Abbiamo un disegno chiaro
Il nostro disegno è chiaro ed alla luce del sole: quello di una redazione attiva ed in continuo movimento, in cui i cambi di ruolo servono per valorizzare al massimo la squadra e, al suo interno, ciascuno degli ottimi giornalisti che stanno dando il massimo per fare sempre meglio; quello delle nuove tecnologie con cui abbiamo rinnovato i nostri studi; quello di un’apertura alla condivisione massima con la nuova postazione de LaC Airport; quello che cercherà, per tutta la durata di quest’estate ormai prossima, di mostrare a livello nazionale e internazionale le tante bellezze di una terra di cui possiamo e dobbiamo andare fieri.
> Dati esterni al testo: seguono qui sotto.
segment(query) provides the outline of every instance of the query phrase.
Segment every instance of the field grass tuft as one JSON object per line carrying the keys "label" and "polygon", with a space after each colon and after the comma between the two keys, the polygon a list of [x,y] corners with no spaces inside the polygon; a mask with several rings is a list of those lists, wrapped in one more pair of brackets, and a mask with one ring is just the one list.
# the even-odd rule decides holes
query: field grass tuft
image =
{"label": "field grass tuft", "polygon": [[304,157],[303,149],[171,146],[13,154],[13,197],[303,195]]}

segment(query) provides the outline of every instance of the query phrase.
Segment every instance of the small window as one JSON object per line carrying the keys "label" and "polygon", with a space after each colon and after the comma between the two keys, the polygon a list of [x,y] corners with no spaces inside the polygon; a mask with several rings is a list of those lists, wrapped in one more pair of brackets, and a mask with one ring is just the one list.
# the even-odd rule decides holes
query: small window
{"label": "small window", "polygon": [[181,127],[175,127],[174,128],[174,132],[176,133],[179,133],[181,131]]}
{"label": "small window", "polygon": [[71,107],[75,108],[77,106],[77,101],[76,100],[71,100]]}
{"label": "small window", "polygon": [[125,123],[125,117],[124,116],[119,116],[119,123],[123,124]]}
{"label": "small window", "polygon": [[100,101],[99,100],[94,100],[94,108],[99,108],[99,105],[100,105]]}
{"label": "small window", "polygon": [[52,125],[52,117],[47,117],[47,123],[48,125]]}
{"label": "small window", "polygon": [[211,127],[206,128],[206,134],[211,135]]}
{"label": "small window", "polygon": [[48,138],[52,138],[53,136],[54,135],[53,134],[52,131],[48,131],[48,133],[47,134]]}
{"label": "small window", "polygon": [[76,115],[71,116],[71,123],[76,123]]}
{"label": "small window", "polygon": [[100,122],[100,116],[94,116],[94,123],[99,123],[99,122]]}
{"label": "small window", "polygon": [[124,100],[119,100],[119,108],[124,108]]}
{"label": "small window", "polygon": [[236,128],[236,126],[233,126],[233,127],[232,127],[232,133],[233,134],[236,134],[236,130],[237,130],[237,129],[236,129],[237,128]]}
Diamo forza alla nostra città
Ci stiamo preparando per l’appuntamento elettorale di giugno. Come editore mi impegno a fornire una corretta informazione a sostegno del territorio, partendo proprio da Vibo. Insieme al mio gruppo intendo dare il mio contributo affinché ogni elettore sia consapevole delle potenzialità di questa città e possa fare le scelte giuste per iniziare a costruire un nuovo capitolo nella storia della nostra terra. Con VIBO VALENS, a vincere saremo tutti. Con il nostro agire stimoleremo l’azione per il bene comune e contribuiremo a identificare un percorso di sviluppo che finalmente ci coinvolgerà attivamente nella crescita del territorio. Le persone passano. Restano le idee e ciò che viene costruito. Ecco, penso che queste siano le fondamenta di cui ha bisogno Vibo, ma anche la regione, l’Italia, l’Europa tutta. Partiamo da qui e muoviamoci insieme per il bene del nostro Paese.